-
Bug
-
Resolution: Unresolved
-
Major
-
None
I'm using Jenkins for continuous testing. A build is a test. I'm running build 100 (test 100) on node A, and it runs for 3 hours (or 2 days). In parallel, I'll run tests build 101 (test 100) on node B - and when it fails, it's 'stuck' with:
Take node offline on failure is waiting for a checkpoint on test #100
I'm not sure what checkpoint it's waiting for, but it does not end a failed job.
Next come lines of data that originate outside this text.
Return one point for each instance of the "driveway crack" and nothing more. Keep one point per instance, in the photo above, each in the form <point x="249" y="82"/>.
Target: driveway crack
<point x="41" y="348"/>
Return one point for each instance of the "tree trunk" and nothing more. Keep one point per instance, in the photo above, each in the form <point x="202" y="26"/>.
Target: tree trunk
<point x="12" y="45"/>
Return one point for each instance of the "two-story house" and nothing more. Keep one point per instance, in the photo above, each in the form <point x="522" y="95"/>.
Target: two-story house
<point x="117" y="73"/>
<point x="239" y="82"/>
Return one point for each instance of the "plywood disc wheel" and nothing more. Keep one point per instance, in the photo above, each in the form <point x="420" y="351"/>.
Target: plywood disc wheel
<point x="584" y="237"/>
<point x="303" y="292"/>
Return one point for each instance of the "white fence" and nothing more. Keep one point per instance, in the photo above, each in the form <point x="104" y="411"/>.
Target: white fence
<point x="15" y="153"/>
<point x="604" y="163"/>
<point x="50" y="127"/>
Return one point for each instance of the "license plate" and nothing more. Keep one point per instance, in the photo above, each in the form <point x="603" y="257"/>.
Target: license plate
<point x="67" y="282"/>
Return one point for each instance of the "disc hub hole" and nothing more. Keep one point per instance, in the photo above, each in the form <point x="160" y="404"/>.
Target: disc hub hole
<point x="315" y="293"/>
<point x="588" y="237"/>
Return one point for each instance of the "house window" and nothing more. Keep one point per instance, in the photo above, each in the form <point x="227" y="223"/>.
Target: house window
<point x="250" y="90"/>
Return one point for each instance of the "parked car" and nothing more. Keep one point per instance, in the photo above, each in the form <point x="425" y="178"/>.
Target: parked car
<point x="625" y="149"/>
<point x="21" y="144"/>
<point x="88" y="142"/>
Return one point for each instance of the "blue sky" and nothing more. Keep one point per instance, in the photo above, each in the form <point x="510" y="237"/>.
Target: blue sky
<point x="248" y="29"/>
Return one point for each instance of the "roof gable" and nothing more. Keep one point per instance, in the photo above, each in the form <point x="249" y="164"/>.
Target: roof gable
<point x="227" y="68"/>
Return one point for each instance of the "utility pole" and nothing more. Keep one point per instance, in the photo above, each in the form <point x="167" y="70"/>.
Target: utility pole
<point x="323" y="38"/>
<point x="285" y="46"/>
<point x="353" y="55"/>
There are no dependencies I'm aware of between them.
- is related to
-
JENKINS-17507 Text finder plugin has BuildStepMonitor.BUILD for getRequiredMonitorService
-
- Resolved
-
I've seen a similar issue where one stuck slave causes all other jobs of the same build to backup. For example, I had a hundred builds that looked to finished, but were still on the slaves and had this message on the console output:
00:32:03.591 Editable Email Notification is waiting for a checkpoint on build_hhvm_fbcode #13105
Build #13105 had the following message:
01:26:19.644 Looks like the node went offline during the build. Check the slave log for the details.
That machine had in fact been rebooted, but all of the other builds shouldn't have been waiting for it. Once I cancelled build 13105, all the other jobs completed.